Senate Democrats delivered President Barack Obama a victory when they blocked a resolution of disapproval against the deal. The procedural vote, 58-42, fell short of the 60 votes needed to advance to a final vote and came after a lengthy floor debate -- the culmination of acrimonious and often partisan back and forth following the agreement between the U.S., Iran and five world powers was struck.
When the international nuclear agreement came together, the possibility of Congress derailing the diplomatic solution and killing the policy was quite real.
Sept. 10, 201501:00
The vote fell along predictable lines: all 42 Democratic supporters of the policy stuck together to derail the Republican effort. That was no small feat, and Democratic leaders like Harry Reid (D-Nev.) and Dick Durbin (D-Ill.) deserve a lot of credit for the progressive accomplishment.
It was just three weeks ago that Sen. Tom Cotton (R-Ark.) vowed with great confidence, “We’re going to kill this deal.”
No, actually you're not.
I can appreciate the fact that the procedural steps can get a little complicated, but here's the bottom line: Republican opponents of the international agreement assumed they would pass today's bill, send it to President Obama, and have a knock-down-drag-out fight in Congress over how and whether to override the White House's veto.
What GOP lawmakers didn't realize is that they would fail rather spectacularly in persuading Democrats and building bipartisan support for their position. Republicans needed a minimum of 13 Senate Dems to kill the diplomatic agreement. Instead, they found four.
So, what happens now?
At a practical level, the legislative fight is effectively over. Opponents of the Iran deal needed both the House and Senate to pass the Corker-Cardin bill, and with the Senate defeating the proposal today, the bill is, for all intents and purposes, dead. Republicans may very well try again, bringing the bill back to the floor sometime over the next week, just in case a slew of Democrats quietly and dramatically change their minds, but the outcome is unlikely to change.
There's still quite a bit of drama yet to unfold in the GOP-led House -- which appears eager to sue the president over secret Iran-related information that doesn't exist -- but with the GOP-led Senate resistant to the House's plans, the entire far-right gambit appears to be more of a spectacle than a plan to pursue governing legislation.
There will, in other words, be no presidential veto, because no bill to derail U.S. foreign policy will reach his desk.
The scope of the right's failure in this debate is hard to overstate. Opponents genuinely believed they had the stronger hand; they would spend the August recess placing intense and effective pressure on key members; and allied groups would spend millions to shift the debate in the right's favor.

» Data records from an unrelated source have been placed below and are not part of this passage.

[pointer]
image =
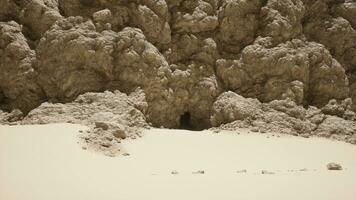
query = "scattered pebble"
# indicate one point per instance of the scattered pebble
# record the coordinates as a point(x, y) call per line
point(101, 125)
point(106, 144)
point(241, 171)
point(254, 129)
point(120, 134)
point(334, 166)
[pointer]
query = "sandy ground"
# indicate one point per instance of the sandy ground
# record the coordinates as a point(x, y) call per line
point(44, 162)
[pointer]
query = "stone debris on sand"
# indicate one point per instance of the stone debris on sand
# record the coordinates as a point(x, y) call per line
point(199, 172)
point(117, 67)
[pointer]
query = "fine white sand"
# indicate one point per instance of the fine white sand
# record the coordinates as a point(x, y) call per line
point(43, 162)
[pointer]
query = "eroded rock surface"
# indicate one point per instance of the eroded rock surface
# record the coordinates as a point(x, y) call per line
point(232, 111)
point(185, 55)
point(111, 117)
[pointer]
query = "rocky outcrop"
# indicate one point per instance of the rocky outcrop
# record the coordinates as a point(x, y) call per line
point(232, 111)
point(302, 71)
point(110, 116)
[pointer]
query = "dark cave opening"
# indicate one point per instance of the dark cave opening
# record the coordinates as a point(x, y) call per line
point(187, 122)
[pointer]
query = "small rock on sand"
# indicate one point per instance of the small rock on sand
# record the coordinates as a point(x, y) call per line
point(119, 134)
point(267, 172)
point(199, 172)
point(241, 171)
point(334, 166)
point(255, 129)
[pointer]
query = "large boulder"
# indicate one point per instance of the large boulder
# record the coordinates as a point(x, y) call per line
point(18, 77)
point(304, 72)
point(72, 58)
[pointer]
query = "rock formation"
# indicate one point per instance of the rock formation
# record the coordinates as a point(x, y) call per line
point(186, 56)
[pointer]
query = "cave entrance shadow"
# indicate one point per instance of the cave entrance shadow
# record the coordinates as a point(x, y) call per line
point(185, 123)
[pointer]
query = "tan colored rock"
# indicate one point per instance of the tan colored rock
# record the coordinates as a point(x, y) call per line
point(238, 24)
point(18, 78)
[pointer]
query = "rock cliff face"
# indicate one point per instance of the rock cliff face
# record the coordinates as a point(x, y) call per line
point(183, 54)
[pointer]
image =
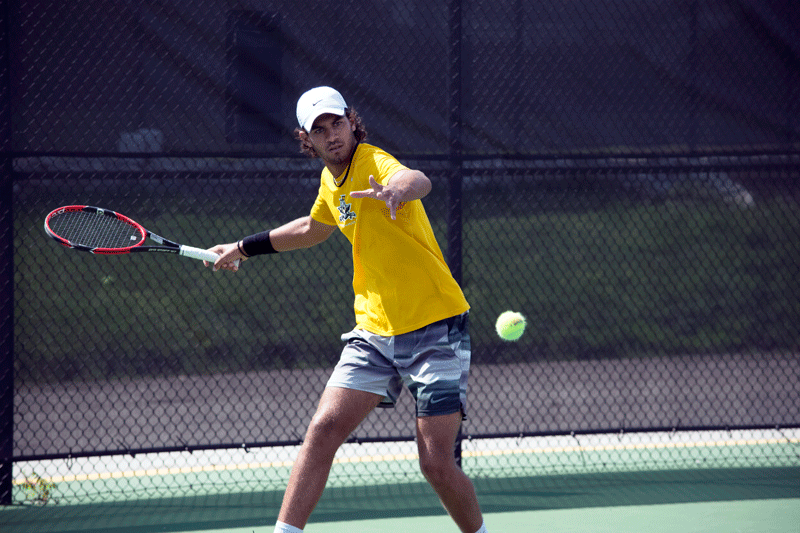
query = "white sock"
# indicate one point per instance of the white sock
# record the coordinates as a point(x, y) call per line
point(280, 527)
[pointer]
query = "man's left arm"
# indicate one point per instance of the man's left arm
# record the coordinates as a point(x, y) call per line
point(404, 186)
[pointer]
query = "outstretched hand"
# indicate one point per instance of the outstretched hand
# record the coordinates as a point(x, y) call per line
point(382, 193)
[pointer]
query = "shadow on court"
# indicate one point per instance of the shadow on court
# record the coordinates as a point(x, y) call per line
point(258, 510)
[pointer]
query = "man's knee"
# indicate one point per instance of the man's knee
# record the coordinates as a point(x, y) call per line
point(438, 469)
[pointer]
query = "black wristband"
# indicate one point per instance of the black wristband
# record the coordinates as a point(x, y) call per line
point(258, 244)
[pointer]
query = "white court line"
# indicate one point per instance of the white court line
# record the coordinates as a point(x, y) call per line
point(178, 463)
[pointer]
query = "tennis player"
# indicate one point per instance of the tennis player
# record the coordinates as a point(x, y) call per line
point(411, 315)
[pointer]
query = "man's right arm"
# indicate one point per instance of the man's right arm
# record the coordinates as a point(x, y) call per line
point(303, 232)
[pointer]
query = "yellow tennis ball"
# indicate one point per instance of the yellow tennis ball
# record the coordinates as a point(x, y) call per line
point(510, 325)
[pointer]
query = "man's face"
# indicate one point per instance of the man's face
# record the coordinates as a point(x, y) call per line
point(333, 139)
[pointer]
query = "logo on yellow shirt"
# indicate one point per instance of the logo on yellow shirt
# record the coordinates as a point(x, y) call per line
point(345, 210)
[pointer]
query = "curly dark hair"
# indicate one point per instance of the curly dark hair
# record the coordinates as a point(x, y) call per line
point(307, 148)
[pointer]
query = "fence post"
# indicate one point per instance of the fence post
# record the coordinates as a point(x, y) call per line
point(454, 188)
point(6, 265)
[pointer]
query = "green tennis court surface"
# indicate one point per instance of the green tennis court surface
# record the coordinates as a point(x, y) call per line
point(746, 499)
point(711, 482)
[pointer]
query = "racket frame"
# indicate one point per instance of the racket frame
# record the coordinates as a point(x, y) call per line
point(167, 246)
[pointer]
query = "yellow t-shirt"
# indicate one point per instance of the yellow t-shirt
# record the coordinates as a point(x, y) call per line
point(400, 279)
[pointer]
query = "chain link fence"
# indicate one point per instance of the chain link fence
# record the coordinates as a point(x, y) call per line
point(625, 174)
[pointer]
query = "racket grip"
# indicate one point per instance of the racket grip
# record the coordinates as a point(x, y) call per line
point(202, 255)
point(198, 253)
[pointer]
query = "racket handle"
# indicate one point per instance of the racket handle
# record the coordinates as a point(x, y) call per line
point(198, 253)
point(202, 255)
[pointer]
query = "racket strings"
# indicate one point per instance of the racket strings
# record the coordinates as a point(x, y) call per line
point(95, 230)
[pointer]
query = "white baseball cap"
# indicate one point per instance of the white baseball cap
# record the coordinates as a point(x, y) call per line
point(316, 102)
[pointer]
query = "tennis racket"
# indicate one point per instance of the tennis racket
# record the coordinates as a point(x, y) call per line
point(101, 231)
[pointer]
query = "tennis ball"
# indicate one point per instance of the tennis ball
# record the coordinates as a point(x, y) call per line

But as the dust settles, conservatives actually did worse than either side expected a few months ago. The combination of poor strategic thinking among Republicans, who seemed eager to alienate potential allies, poor tactical moves by AIPAC and Israeli Prime Minister Benjamin Netanyahu; and effective lobbying from the White House, Democratic leaders, leading administration officials, and U.S. allies around the globe made today's victory possible.
It is a breakthrough day for American foreign policy, and a historic accomplishment for President Obama.